[CMS-PIPELINES] Comparison of UNIX piping, Pipelines (and JOB) ALU usage.

Hobart Spitz Wed, 06 Oct 2021 12:31:20 -0700

Cross posted to IBM-MAIN and CMSTSO-Pipelines lists.

Overview:


   1. An ALU (Arithmetic Logical Unit) load estimation shows CMS/TSO
   Pipelines is orders of magnitude more ALU efficient than UNIX piping.
   2. UNIX piping is significantly better than JCL step-to-step data
   passing and, consequently, Pipelines is also better.  (P>U, U>J, therefore
   P>J.)
   3. It will take a lot of pressure to get TSO Pipes or BatchPipes into
   the z/OS base.
   4. Customers will only bring pressure if they have good reason, for
   example, by using BatchPipes, which includes TSO Pipes..
   5. Installing BatchPipes is one way to experience Pipelines and the
   benefits of BatchPipes fittings in JCL
   6. A few successful pilot programs might break the ice and make this
   "piping-on-steroids" tool available to all z/OS users.

Details::

Below is the output from a program estimating the ALU usage of Pipes versus
that of UNIX command piping.  I chose to estimate the number of characters
reaching the ALU (Arithmetic Logical Unit)  because the measure might be
less affected by hard to account for factors, like system load, instruction
pipelining, out of order execution, and caching behavior.  If there were
just a few referenced fields in a record and they were close to each other,
only one or two cache lines might need to be loaded in Pipes.  Conversely,
if there were many referenced fields and they were widely spread around the
record, more cache lines might need to be loaded.

Comparison of UNIX piping vs. CMS/TSO Pipelines based on
estimated characters reaching ALU.
Fraction of bytes used by average Pipes stage: 0.25
UNIX piping ALU usage / Pipelines ALU usage
+-------+--------+--------+--------+
|       |______ Record Sizes ______|
|Stages |     25 |    250 |   2500 |
+-------+--------+--------+--------+
|    10 |     55 |    134 |    157 |
|   100 |    548 |   1342 |   1570 |
|  1000 |   5479 |  13423 |  15699 |
+-------+--------+--------+--------+
Note:  UNIX performance drops with both more stages and longer records.
Working set size was not taken into account.
Accounting for working set size would involve 64K*Stages for UNIX.
That would increase the Pipes advantage even further.


0.007000 elapsed seconds.


Note that both increasing the number of stages and increasing the logical
record length independently improved Pipelines performance.  This is not
surprising as, in UNIX, data must be copied from the input buffer to the
output buffer at each and every stage.  In Pipelines, such copying rarely
occurs and only referenced data need reach the ALU.  File size has no
significant bearing on this calculation.  As noted, taking working set size
into account probably would show even better numbers for Pipelines.

These calculations are guesstimations.  That they show an
orders-of-magnitude difference means that exact numbers are not important.
What is important is that a 100 fold or 1000 fold improvements are
possible.  Here is a snippet showing the basics.  The rest was formatting.:

...
/* Est.

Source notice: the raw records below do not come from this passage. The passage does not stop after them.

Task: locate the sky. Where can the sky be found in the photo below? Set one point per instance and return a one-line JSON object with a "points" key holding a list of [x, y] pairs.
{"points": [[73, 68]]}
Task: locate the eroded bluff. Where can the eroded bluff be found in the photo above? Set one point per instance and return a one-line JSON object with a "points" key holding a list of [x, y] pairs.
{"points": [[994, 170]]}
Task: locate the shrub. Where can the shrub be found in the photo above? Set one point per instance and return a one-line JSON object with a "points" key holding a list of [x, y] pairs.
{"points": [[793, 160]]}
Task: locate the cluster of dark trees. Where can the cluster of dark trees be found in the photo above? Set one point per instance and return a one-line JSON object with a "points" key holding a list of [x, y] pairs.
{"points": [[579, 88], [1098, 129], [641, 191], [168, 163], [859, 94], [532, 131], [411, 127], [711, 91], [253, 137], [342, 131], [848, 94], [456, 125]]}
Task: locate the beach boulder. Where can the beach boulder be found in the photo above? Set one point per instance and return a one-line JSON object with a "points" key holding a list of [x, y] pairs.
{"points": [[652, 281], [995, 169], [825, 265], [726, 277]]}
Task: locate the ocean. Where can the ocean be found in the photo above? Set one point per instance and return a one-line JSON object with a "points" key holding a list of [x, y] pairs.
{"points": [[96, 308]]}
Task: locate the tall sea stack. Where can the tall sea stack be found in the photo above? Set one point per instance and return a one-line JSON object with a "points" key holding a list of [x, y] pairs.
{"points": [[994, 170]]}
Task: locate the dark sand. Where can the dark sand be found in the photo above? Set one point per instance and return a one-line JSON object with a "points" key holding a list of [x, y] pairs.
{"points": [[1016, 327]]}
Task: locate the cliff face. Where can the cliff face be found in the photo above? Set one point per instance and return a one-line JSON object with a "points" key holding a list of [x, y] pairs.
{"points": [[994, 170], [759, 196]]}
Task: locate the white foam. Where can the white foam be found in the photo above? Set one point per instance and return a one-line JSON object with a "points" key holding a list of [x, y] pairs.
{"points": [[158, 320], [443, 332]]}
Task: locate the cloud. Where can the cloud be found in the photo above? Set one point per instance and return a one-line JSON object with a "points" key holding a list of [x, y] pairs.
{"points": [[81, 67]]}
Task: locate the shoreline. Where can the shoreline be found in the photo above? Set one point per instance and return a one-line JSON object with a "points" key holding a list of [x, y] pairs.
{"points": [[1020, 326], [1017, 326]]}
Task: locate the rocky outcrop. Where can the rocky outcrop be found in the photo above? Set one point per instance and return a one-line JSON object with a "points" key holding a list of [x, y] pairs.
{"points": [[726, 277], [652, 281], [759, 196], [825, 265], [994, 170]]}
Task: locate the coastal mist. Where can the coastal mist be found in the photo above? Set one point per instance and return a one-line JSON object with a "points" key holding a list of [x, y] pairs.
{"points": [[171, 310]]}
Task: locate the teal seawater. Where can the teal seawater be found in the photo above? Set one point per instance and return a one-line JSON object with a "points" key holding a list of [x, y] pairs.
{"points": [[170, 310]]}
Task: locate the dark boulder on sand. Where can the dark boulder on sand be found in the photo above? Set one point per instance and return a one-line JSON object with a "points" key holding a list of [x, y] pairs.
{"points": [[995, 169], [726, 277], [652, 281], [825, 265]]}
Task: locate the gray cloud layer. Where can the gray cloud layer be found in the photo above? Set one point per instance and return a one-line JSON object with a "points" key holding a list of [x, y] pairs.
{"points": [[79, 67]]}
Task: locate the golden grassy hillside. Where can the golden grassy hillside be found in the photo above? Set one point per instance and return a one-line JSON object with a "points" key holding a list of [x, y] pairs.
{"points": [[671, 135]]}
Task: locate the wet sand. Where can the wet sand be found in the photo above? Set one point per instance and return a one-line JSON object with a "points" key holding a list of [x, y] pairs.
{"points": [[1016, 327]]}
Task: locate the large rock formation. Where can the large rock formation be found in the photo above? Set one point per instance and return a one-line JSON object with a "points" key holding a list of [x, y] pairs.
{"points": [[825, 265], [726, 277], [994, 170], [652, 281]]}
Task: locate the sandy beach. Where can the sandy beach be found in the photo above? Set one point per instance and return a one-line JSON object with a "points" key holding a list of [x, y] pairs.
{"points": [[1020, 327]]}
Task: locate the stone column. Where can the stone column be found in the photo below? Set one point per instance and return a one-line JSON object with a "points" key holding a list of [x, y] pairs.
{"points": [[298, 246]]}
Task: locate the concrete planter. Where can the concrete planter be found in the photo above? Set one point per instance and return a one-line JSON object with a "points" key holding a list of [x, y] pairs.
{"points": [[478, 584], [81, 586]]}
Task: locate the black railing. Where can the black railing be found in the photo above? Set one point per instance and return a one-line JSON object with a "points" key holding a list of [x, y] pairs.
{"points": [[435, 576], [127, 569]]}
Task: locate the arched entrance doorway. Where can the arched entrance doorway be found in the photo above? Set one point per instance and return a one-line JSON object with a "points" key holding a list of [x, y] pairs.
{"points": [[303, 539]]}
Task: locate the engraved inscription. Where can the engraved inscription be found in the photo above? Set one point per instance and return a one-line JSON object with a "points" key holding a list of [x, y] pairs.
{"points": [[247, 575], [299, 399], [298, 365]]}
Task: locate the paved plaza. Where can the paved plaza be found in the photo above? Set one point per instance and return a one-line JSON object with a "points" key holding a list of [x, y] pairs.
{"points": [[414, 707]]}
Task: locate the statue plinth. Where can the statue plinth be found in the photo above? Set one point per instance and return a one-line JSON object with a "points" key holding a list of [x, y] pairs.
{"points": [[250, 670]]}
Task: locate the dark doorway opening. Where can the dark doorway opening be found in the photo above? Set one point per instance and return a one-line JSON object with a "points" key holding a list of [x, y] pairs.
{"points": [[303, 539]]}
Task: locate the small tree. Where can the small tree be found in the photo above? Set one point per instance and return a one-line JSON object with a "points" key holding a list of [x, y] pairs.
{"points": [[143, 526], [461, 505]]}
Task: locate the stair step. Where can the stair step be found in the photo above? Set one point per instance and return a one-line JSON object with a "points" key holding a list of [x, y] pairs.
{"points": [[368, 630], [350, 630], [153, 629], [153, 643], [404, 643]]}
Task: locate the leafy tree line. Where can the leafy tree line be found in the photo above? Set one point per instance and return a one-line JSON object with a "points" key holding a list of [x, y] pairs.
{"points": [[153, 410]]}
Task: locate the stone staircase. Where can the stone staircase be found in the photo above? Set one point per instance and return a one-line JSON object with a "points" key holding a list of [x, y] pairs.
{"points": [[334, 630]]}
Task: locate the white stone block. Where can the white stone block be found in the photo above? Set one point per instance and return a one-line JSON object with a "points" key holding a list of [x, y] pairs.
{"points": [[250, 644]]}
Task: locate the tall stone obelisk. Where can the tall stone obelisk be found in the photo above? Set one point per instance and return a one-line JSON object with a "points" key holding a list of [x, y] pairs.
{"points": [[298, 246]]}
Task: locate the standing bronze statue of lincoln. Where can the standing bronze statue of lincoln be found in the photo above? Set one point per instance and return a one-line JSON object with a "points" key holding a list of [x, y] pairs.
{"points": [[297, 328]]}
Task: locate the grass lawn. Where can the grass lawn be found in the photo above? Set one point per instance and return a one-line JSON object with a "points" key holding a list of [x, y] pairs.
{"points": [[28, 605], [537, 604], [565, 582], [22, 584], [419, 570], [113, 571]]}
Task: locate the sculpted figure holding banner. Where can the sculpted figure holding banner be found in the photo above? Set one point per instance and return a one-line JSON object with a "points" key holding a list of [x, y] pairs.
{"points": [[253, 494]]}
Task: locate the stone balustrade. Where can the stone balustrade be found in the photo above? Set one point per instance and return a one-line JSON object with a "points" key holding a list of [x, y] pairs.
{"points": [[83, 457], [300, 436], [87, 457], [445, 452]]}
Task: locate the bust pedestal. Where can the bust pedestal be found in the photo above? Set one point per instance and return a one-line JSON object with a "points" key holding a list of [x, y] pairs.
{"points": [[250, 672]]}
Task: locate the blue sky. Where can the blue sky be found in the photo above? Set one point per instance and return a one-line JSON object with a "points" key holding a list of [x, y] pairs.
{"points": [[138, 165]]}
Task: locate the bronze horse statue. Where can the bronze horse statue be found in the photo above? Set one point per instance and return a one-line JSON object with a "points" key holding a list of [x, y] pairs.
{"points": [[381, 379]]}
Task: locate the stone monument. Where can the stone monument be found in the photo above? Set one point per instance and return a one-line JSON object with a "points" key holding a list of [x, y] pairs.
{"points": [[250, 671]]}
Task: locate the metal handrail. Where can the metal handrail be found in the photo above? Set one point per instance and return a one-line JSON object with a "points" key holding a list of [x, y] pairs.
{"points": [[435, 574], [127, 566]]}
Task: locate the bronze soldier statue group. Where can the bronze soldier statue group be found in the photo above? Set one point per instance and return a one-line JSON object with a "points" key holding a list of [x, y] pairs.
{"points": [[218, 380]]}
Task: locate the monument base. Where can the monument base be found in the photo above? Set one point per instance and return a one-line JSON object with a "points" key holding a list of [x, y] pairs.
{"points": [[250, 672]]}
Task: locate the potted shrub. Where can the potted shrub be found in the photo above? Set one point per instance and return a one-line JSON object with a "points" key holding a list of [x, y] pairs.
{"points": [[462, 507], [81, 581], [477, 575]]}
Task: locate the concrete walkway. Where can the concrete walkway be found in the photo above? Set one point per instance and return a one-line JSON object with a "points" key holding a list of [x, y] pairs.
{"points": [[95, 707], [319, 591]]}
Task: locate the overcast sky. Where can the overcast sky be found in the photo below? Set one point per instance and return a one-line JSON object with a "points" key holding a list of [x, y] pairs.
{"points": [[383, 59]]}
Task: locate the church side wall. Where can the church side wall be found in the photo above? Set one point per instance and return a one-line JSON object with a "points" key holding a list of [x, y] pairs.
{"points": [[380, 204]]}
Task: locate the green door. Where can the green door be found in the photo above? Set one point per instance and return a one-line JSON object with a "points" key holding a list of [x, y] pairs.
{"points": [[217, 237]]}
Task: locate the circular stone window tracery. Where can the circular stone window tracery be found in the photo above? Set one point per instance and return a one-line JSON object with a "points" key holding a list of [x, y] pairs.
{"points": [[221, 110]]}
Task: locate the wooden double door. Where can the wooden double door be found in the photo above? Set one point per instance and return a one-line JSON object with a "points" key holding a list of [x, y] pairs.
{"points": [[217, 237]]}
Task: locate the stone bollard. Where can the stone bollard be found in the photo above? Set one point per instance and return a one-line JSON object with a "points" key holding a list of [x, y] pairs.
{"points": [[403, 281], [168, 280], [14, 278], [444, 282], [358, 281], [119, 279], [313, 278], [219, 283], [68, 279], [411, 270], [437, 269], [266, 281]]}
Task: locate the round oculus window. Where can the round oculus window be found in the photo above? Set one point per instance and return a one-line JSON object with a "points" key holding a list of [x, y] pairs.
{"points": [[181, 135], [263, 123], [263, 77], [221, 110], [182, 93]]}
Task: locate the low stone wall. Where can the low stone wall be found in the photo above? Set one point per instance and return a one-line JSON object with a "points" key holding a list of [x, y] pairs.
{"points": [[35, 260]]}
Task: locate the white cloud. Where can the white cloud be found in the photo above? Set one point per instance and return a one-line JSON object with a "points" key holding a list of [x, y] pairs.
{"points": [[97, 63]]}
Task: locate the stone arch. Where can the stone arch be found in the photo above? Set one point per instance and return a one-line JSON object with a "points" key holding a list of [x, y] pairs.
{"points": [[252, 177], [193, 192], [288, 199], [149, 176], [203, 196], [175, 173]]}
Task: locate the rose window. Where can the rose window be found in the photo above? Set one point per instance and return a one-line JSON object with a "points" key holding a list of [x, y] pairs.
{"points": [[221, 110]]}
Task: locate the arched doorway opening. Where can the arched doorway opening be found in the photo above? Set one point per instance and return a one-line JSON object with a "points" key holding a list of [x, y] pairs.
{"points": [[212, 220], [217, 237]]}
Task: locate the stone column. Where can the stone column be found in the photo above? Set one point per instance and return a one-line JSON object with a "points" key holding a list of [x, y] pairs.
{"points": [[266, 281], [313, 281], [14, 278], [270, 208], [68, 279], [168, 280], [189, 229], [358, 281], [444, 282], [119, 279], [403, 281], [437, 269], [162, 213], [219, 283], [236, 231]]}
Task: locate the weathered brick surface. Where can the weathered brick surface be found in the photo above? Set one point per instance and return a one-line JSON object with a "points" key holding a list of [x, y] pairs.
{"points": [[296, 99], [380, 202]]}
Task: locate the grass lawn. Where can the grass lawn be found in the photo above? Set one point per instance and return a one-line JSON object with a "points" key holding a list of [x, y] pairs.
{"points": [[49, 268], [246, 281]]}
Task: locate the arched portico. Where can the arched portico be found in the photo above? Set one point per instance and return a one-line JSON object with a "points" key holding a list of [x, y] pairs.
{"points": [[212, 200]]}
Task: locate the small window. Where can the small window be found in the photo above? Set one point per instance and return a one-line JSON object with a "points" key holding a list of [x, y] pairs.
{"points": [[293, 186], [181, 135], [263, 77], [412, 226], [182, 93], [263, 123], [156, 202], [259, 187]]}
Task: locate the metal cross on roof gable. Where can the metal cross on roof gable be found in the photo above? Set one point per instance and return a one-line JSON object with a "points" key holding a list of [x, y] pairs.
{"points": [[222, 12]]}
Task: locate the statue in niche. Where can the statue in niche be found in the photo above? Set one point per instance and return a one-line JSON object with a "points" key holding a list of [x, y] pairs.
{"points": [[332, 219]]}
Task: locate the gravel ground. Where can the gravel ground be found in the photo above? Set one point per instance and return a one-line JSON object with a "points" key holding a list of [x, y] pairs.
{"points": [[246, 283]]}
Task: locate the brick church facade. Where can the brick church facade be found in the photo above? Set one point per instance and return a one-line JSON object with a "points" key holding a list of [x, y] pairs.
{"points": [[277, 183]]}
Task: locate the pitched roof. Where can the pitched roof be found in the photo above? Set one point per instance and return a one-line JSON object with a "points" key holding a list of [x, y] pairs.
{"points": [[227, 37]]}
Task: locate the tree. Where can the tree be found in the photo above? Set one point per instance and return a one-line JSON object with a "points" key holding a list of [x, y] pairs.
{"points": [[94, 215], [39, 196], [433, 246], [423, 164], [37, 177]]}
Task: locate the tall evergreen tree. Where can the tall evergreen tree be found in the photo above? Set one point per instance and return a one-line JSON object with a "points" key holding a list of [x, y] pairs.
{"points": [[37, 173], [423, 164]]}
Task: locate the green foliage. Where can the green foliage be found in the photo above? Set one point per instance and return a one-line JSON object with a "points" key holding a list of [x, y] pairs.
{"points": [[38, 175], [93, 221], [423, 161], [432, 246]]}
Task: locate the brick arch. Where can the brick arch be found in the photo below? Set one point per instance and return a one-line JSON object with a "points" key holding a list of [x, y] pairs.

Bytes used (10%) + changed rcds (10%) + delayed rcds (5%).    */
PipesBytesUsedFract = 0.25
/* In other words, fraction of file bytes that actually enter ALU.    */
...
/* Estimate number of bytes per record that are used by the ALU.      */
/* Account for UNIX DBCS, UNIX stage write, and Pipes structures.     */
UNIX:
  return LR.iLR * Stages * 2 * 2


Pipes:
  /* Parm pointer (4) + #Record descriptor (8)                        */
  return LR.iLR * PipesBytesUsedFract + 12
...


Consider the cell in the middle row and the middle column (1342).  If a
process ran for an hour with heavy UNIX piping, it could take as little as
2 seconds (3600/1342=1.937) using Pipes.  (If it was I/O bound, it might
take longer.)  On the other hand, what takes multiple UNIX piping commands
might be just a single Pipe command.  Real world testing would be best.
That said, ALU usage is tied to working set size, cache load and
CPU usage.  (CPU usage includes the whole instruction pipeline.  ALU is
just the final stage, which operates mostly in parallel with the rest of
the instruction pipeline.)  Further, this might explain why IBM suddenly
added multiple additional cache levels at the same time they were pushing
UNIX and C.

If you could get the Flash on your baseball team, wouldn't you have him
running bases?  (Hmmm.  I've never liked the names BatchPipes and
BatchPipesWorks.  It's as if someone wanted to doom the products by giving
them awful names.  How about FlashBatch and FlashPipes?)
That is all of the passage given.